Disclaimer
The Cocoon Performance Tips in this version is a loose collection of
usenet articles regarding how to improve the Apache Cocoon performance.
As in the real world, it needs some kind of evolution to get better.
If you have suggestions how to make it better or new kool tips, then be brave and
send it to the
Cocoon Mailing Lists!
| Sometimes the tips maybe doubled or contradictory. If you notice something
like that, then send a note to the
Cocoon Mailing Lists. |
Common
-
Logging kills performance. Consider disabling logging entirely from
Cocoon (leave only the ERROR channel) and let Apache or the servlet
container log accesses and stuff.
-
Use a transparent proxy in front of your web server! The fastest
response is the one that is not even processed. Cocoon is very slow
(compared to a proxy server) to read resources such as stylesheets and
images. A transparent proxy (SQUID, for example, don't use Apache's
mod_proxy because it is not fully compatible with HTTP/1.1 and disables
connection keep-alive). Make sure you tune how long the static resources
that Cocoon "read"s from the sitemap are cached (look into the readers
code to find out more).
-
Consider prerendering or time-based batch-process the static parts
of your site. PDF reports, rasterized SVG graphs or things that change
regularly.
-
For optimum performance with Tomcat 4 and Cocoon 2,
use the HTTP/1.0 connector.
-
Move static content out of Cocoon's control. Move your static content out of the
Cocoon servlet context and into its own context (just letting Tomcat serve directly).
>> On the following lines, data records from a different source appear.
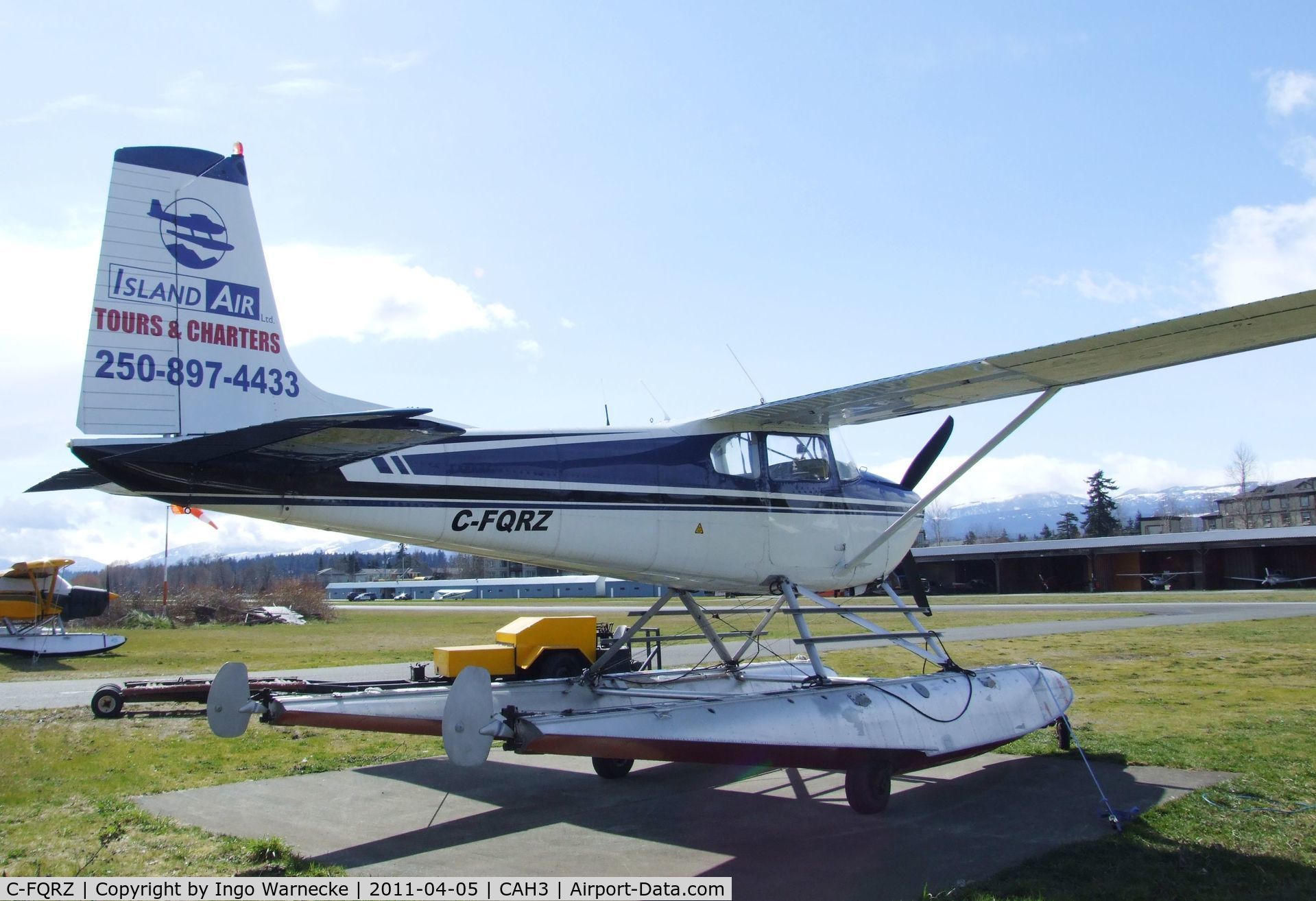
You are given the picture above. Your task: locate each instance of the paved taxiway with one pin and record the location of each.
(77, 692)
(780, 834)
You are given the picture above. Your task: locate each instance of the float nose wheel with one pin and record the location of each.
(868, 787)
(612, 767)
(107, 703)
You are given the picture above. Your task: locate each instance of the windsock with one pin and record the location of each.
(195, 511)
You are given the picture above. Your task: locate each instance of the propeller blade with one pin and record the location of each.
(911, 577)
(928, 455)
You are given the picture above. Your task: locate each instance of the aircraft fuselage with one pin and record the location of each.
(678, 505)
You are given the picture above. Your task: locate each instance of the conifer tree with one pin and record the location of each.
(1099, 516)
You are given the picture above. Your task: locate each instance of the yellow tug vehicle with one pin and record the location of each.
(529, 647)
(36, 603)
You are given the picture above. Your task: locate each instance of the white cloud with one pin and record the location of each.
(1289, 91)
(91, 103)
(350, 292)
(1263, 252)
(395, 62)
(48, 279)
(1300, 153)
(91, 525)
(1097, 286)
(299, 87)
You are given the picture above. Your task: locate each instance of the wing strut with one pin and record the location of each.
(949, 481)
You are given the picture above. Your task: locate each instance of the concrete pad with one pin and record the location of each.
(778, 833)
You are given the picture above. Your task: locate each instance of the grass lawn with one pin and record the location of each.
(1234, 696)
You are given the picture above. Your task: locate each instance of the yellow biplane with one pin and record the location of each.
(36, 603)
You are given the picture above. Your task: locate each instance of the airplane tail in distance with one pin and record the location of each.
(184, 336)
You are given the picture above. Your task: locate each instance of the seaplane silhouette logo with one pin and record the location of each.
(189, 225)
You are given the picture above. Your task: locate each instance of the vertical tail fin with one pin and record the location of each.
(184, 336)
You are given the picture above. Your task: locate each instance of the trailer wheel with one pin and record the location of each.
(558, 664)
(612, 767)
(107, 703)
(868, 787)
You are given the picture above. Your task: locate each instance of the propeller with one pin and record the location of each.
(911, 577)
(919, 467)
(924, 459)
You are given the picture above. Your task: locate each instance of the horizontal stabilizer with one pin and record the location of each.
(71, 479)
(313, 442)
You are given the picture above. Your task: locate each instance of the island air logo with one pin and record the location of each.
(193, 232)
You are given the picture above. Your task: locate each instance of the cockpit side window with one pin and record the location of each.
(736, 455)
(798, 458)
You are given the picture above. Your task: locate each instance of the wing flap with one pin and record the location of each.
(1185, 339)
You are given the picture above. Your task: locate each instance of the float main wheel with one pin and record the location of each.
(868, 787)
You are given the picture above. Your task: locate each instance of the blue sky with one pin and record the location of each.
(515, 212)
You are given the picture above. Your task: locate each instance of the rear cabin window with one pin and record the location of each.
(736, 455)
(798, 458)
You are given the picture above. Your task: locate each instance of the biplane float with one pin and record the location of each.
(193, 399)
(36, 604)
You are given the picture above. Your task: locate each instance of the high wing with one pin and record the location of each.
(36, 568)
(1140, 349)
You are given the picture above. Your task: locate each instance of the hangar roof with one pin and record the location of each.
(1123, 544)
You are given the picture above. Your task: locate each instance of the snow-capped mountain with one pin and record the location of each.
(1028, 514)
(184, 553)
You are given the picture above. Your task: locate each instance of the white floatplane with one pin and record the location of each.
(195, 400)
(36, 604)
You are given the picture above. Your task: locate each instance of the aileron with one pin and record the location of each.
(1128, 352)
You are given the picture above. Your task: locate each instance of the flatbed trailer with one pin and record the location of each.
(110, 699)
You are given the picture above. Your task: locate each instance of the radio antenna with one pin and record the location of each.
(757, 389)
(665, 416)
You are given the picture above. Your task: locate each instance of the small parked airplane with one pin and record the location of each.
(1162, 579)
(36, 603)
(195, 400)
(1274, 579)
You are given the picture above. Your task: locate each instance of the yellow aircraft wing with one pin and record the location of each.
(37, 568)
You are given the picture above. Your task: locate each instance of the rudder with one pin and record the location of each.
(184, 335)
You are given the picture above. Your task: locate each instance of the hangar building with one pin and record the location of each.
(1215, 560)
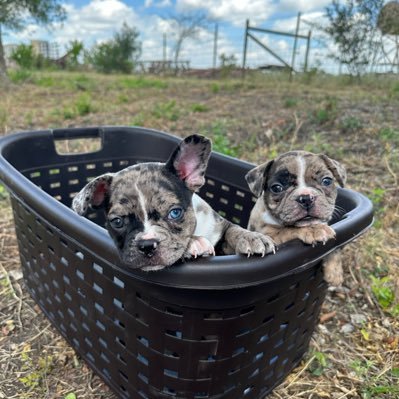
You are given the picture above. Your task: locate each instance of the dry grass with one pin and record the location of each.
(354, 352)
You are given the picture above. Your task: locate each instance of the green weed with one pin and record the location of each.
(167, 110)
(142, 83)
(34, 371)
(389, 135)
(19, 75)
(351, 124)
(84, 105)
(46, 81)
(319, 364)
(361, 367)
(215, 88)
(383, 290)
(327, 113)
(199, 108)
(3, 119)
(123, 98)
(139, 119)
(290, 102)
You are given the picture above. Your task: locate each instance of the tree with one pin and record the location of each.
(352, 26)
(117, 55)
(15, 13)
(188, 26)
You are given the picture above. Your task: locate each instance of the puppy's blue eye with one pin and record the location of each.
(117, 223)
(276, 188)
(175, 214)
(326, 181)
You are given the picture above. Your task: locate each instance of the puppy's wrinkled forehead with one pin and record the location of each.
(295, 165)
(146, 187)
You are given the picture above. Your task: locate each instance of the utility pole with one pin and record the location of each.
(164, 48)
(215, 45)
(244, 57)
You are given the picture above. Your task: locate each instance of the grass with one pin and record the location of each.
(255, 119)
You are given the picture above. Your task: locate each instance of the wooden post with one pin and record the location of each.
(215, 46)
(244, 58)
(305, 68)
(164, 48)
(298, 20)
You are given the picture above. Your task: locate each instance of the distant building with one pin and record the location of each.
(50, 50)
(40, 47)
(8, 50)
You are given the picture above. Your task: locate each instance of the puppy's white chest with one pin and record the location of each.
(207, 225)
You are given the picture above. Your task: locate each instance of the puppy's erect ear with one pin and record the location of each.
(256, 178)
(336, 168)
(189, 161)
(93, 194)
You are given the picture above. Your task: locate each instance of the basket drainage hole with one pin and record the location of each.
(123, 375)
(144, 341)
(171, 373)
(143, 377)
(263, 338)
(169, 391)
(174, 333)
(239, 351)
(171, 354)
(273, 360)
(142, 359)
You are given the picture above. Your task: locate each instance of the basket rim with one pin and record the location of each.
(220, 272)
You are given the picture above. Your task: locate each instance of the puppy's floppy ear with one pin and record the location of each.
(189, 161)
(336, 168)
(256, 178)
(93, 194)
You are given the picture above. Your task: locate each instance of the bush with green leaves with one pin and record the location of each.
(24, 56)
(119, 54)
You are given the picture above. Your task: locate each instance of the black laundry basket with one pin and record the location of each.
(223, 327)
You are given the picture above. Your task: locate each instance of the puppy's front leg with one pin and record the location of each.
(199, 246)
(241, 241)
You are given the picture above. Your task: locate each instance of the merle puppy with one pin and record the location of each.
(156, 219)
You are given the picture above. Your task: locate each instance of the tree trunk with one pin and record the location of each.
(4, 80)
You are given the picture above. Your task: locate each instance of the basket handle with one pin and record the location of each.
(91, 139)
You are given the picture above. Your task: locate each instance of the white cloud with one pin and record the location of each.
(302, 5)
(234, 11)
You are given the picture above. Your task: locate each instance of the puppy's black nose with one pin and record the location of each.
(147, 247)
(306, 201)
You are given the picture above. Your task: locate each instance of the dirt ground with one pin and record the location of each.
(354, 352)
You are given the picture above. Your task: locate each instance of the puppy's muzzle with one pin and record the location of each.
(147, 247)
(306, 201)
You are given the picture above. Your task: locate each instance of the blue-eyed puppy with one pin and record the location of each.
(154, 216)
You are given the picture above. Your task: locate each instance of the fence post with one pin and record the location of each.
(298, 20)
(215, 46)
(305, 68)
(164, 48)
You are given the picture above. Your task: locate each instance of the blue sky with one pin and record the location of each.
(97, 20)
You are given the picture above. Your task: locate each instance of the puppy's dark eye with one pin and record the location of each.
(326, 181)
(117, 223)
(175, 214)
(276, 188)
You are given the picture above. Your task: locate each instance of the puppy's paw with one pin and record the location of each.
(333, 271)
(317, 233)
(199, 246)
(251, 243)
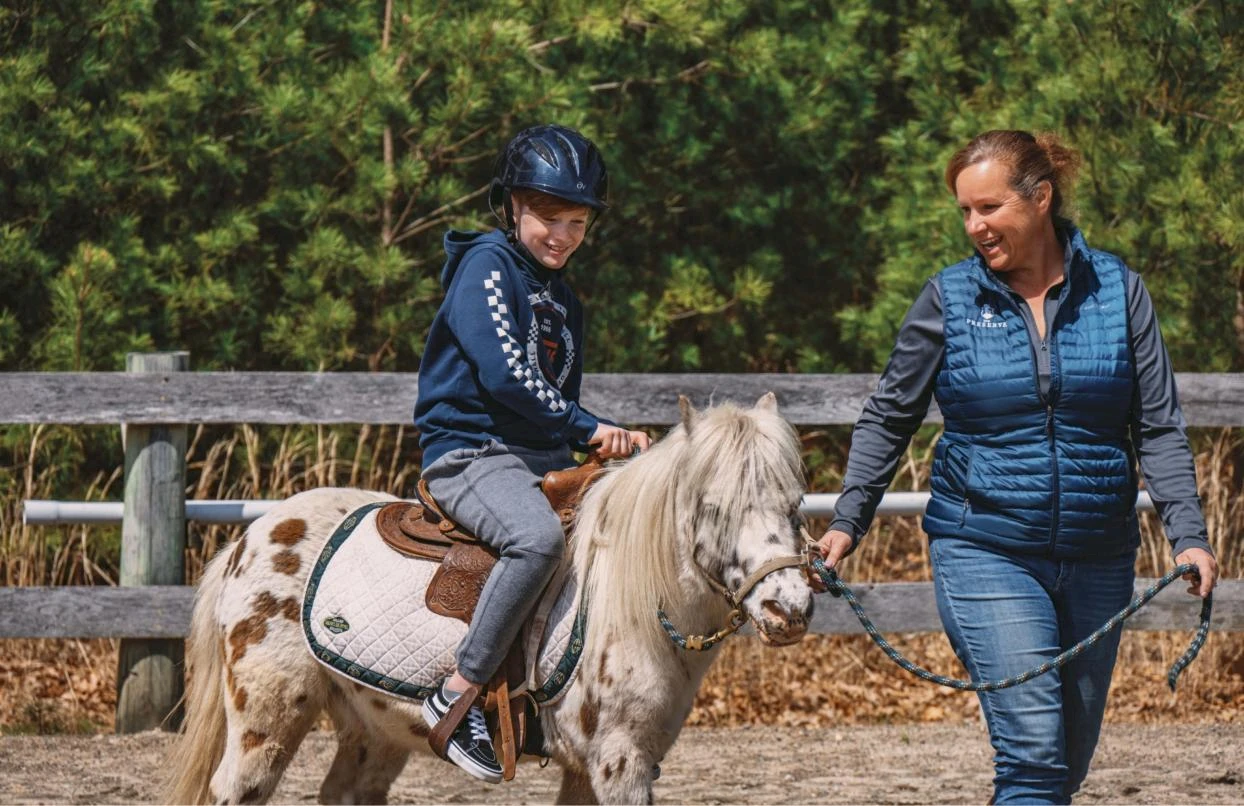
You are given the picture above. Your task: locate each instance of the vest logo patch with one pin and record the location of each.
(988, 319)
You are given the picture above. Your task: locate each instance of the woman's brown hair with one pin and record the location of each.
(1031, 158)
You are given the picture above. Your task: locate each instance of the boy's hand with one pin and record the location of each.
(617, 443)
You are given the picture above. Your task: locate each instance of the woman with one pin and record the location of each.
(1050, 372)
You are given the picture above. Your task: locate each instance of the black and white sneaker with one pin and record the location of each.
(470, 746)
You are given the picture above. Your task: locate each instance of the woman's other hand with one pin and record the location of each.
(1206, 565)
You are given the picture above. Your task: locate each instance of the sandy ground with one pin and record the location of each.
(913, 764)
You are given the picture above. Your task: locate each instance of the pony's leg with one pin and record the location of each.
(366, 763)
(576, 787)
(269, 714)
(621, 773)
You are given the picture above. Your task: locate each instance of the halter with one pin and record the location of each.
(734, 598)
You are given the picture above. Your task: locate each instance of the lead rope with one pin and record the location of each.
(836, 587)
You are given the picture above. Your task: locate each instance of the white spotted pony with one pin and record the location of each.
(698, 513)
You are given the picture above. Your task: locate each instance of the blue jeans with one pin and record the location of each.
(1005, 613)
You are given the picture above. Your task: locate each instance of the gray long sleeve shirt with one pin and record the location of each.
(893, 413)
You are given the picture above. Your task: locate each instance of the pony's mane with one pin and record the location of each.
(626, 542)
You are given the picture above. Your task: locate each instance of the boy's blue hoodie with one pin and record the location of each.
(504, 356)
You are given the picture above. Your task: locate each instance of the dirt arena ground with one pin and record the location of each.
(913, 764)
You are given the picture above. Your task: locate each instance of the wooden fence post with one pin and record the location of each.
(149, 680)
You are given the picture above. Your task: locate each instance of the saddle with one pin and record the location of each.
(421, 529)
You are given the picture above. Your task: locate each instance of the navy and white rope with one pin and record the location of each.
(835, 586)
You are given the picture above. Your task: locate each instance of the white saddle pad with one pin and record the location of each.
(365, 616)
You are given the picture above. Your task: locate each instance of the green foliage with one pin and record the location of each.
(266, 184)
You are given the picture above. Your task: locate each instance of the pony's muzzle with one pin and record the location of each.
(781, 622)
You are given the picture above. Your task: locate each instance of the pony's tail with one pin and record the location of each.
(200, 746)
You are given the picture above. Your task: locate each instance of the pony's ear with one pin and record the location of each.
(688, 412)
(768, 402)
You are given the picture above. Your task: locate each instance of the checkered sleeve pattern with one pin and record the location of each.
(520, 370)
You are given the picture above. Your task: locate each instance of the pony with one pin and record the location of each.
(709, 508)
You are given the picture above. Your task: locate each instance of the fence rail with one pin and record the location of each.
(156, 612)
(387, 398)
(157, 399)
(39, 513)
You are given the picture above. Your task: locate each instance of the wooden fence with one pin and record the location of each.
(156, 401)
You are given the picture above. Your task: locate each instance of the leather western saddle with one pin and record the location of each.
(421, 529)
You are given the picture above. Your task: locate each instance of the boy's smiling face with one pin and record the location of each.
(550, 228)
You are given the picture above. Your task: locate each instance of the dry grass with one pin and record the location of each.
(70, 685)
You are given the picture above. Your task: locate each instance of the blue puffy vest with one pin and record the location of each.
(1014, 472)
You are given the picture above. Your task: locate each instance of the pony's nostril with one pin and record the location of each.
(775, 610)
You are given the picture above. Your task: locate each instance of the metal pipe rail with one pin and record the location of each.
(44, 513)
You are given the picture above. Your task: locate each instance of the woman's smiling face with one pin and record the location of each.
(1004, 226)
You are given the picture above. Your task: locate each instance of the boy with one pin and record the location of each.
(499, 397)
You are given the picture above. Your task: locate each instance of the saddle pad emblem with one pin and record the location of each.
(336, 625)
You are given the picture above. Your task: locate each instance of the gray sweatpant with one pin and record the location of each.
(494, 493)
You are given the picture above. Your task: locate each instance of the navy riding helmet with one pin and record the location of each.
(551, 159)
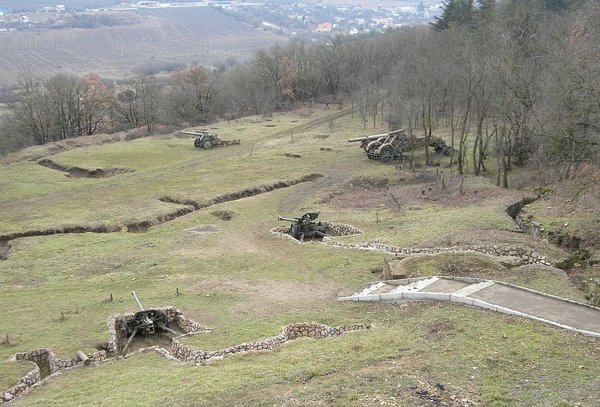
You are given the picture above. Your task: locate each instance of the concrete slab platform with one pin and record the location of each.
(445, 286)
(551, 309)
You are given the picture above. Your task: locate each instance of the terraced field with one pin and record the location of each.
(192, 229)
(162, 38)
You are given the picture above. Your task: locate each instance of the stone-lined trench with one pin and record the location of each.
(143, 226)
(512, 256)
(333, 229)
(47, 364)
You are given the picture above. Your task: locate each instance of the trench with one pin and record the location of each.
(4, 249)
(78, 172)
(534, 228)
(145, 225)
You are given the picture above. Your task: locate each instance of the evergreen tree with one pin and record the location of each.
(468, 13)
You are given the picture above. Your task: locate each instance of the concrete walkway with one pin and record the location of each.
(493, 295)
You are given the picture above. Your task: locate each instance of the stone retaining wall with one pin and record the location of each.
(519, 255)
(333, 229)
(116, 336)
(31, 378)
(317, 331)
(49, 363)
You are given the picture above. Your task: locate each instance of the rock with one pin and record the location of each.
(509, 261)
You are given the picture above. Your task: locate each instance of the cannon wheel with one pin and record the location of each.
(296, 231)
(387, 154)
(372, 152)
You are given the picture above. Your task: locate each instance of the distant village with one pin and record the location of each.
(301, 20)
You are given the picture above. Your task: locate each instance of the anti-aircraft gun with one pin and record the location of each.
(388, 146)
(206, 140)
(146, 322)
(305, 226)
(383, 147)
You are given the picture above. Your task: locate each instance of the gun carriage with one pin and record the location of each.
(306, 226)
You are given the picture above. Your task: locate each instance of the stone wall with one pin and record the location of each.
(333, 229)
(116, 336)
(24, 383)
(526, 222)
(47, 364)
(518, 255)
(317, 331)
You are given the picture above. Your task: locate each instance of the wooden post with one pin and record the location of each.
(83, 357)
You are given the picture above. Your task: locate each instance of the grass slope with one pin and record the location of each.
(246, 283)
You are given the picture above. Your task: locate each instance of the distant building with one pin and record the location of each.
(324, 27)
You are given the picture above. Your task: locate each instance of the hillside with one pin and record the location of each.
(192, 229)
(159, 40)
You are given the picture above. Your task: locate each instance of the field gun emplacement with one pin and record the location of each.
(206, 140)
(387, 147)
(147, 322)
(305, 226)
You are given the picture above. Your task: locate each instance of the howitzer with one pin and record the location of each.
(206, 140)
(305, 227)
(147, 322)
(364, 138)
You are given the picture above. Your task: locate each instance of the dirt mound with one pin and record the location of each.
(78, 172)
(202, 229)
(223, 215)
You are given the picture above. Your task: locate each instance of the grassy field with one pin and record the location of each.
(238, 278)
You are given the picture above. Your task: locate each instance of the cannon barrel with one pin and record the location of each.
(192, 133)
(136, 300)
(376, 136)
(372, 137)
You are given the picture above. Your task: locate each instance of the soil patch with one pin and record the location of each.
(201, 230)
(143, 226)
(4, 249)
(266, 297)
(405, 193)
(78, 172)
(223, 215)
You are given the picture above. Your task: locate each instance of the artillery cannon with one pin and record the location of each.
(206, 140)
(387, 147)
(147, 322)
(305, 226)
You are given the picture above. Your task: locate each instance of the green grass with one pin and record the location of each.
(247, 283)
(13, 371)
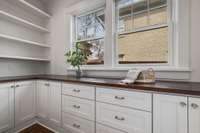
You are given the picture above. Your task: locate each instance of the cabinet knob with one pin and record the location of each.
(76, 90)
(119, 118)
(12, 86)
(183, 104)
(76, 126)
(76, 106)
(194, 105)
(119, 98)
(17, 86)
(47, 84)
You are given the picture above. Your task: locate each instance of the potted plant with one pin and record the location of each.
(76, 57)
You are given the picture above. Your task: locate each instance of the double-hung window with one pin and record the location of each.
(142, 31)
(90, 31)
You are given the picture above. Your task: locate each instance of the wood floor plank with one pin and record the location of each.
(36, 128)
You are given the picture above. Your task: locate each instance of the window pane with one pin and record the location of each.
(124, 8)
(144, 47)
(95, 50)
(81, 31)
(158, 11)
(140, 13)
(100, 24)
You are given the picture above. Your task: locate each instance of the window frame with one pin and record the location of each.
(75, 28)
(169, 24)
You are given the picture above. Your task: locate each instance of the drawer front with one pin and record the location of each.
(81, 91)
(137, 100)
(129, 120)
(73, 124)
(79, 107)
(104, 129)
An even better approach would be to use a front-end webserver to serve the static, but
installing Apache + Tomcat + our Cocoon app would be a bit much when Tomcat + our Cocoon
app is doing fine.
-
Disable resource reloading. The disk I/O system could become the
bottleneck.
-
Search for messages such as "decommissioning instance of...". This reveals some
undersized pools which are corrected by tuning cocoon.xconf and sitemap.xmap.
Undersized pools act like an object factory, plus the ComponentManager
overhead.
Caching and Pooling
-
Fine-tune the pool sizes for components in the files cocoon.xconf and
sitemap.xmap. If the pools are too small for the load this will have a great
impact on your performance. The goal is to achieve such a configuration that for
every request there is a free component in the pool. Suppose, you have up
to 100 simultaneous requests and your pipelines have up to 2 xslt
transformers, then you need to set the maximum pool size to 200 xslt
transformers. They will be created when needed and retained to the pool
for future use.
-
Fine-tune the Cocoon settings for the store and the other stuff.
-
Important is the size of the documents that will be cached, because
caching appears to be very time consuming process.
-
If you are using the Caching Pipeline, you should be able to experience
better performance each time you request it. However, if your cache is set
too small to keep the entire XML in memory, the cache will be of no benefit.
-
Watch the cachability in the log files, and make sure that things
are being fed from the cache.
-
Only use dynamic data when it is needed. Dynamic pages can't be
cached 100%.
-
Don't put Cocoon webapp too deep into directory structure. Cache
keys contain absolute file names (or hash values of the absolute file
names - in 2.0.X series), and the deeper cocoon is located in the
filesystem, the longer keys are becoming. Obviously, longer keys will
take more time to process them. In worst case scenario, slowdown up to
10% could be achieved (unscientifical observations, do your own
test).
Utilize the pipeline expires parameter to dramatically reduce
redundand requests. Even the most dynamic application pages have a
reasonable period of time during which they are static.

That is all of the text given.